Open zy1994-lab opened 5 years ago

zy1994-lab commented 5 years ago

I am learning Timely now. I have run it in a distributed environment. After each worker received and processed its data, I want to merge the data among workers in each machine at the end of dataflow excution. Does anyone know how to do it?

comnik commented 5 years ago

You can use the exchange operator (e.g. as described here) to send all outputs to a specific worker.

zy1994-lab commented 5 years ago

You can use the exchange operator (e.g. as described here) to send all outputs to a specific worker.

Thanks for your answer @comnik . I am considering using the exchange operator. But as I am processing the dataflow in batches, I want to cache the results in a vec and exchange them to the target worker after the last round of the dataflow. I didn't find a way to identify the last round of the dataflow. Is it possible to do it in Timely?

frankmcsherry commented 5 years ago

What is arguably more idiomatic is to exchange the data as they arrive (it is a streaming system!) and then to use the probe operator to inform you about when the stream is complete. The receiving worker would then be able to consolidate the results that it receives into a vector, or which ever other data structure would help.

Another possibly helpful example of this is how differential dataflow uses the Arranged structure and its trace (https://youtu.be/83rG471bmw8?t=1730) which if you are using differential dataflow will allow you to exfiltrate the data from the dataflow, and then interactively navigate the results at any point (including at the end of the computation).

I'm guessing it might be helpful for me to write (as a demo, possibly as a library method) a sink operator that perhaps takes a FnOnce<Vec<Data>> which gets called at the end of the computation at each worker, with whichever data ended up there. This probably leaves a bunch of performance on the floor (e.g. processing data as it arrives) but at least would give an example of how to write this.

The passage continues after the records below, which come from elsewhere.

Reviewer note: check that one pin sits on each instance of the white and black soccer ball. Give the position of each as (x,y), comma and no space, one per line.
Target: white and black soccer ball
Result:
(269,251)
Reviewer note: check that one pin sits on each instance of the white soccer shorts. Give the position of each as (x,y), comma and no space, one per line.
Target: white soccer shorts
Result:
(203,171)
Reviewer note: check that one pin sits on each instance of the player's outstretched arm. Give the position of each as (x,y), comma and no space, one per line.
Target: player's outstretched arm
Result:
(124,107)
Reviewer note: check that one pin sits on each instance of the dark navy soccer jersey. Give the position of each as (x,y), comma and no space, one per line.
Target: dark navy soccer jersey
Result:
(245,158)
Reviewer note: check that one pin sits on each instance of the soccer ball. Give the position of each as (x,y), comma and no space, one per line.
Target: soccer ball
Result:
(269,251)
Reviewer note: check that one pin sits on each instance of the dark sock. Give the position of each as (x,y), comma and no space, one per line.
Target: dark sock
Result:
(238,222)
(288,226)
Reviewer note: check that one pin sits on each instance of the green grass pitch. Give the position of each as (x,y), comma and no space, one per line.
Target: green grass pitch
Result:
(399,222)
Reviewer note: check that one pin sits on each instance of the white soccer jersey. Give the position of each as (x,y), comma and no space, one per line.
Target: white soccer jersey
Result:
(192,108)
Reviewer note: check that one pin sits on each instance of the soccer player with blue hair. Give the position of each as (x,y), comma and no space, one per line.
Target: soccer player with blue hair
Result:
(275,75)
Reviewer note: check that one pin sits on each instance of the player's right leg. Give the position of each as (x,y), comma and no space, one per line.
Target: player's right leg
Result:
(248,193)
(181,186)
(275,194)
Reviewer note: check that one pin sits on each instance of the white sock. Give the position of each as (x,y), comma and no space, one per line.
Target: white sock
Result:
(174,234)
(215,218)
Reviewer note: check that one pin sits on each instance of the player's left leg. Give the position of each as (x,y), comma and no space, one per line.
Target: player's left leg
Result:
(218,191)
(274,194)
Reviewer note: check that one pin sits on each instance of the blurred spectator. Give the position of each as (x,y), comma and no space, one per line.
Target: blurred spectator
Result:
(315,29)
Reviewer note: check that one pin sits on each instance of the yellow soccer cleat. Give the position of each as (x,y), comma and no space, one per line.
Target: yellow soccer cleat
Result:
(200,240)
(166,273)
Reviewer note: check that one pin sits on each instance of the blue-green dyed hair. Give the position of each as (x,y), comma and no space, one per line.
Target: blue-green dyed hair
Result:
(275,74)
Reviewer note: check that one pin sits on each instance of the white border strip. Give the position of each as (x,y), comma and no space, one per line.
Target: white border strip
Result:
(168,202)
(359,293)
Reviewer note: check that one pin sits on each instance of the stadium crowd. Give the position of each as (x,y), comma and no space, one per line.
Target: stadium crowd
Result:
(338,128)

zy1994-lab commented 5 years ago

Hi Frank, a sink operator will definitely help me (and possibly many other users) a lot. I totally agree with you point that Timely is a streaming system. But due to its high performance, I am using it to do some analytics tasks used to be done using frameworks like Spark. I have countered multiple examples in analytics tasks that you need to perform some operation at the end of the computation at each worker. Currently I have put such operations in the Drop trait for some pre-defined structure, which are moved into the dataflow, to let it execute in the end. However, it doesn't always fit my requirements and is very hard to write/read. So adding a sink operation is very good in my opinion!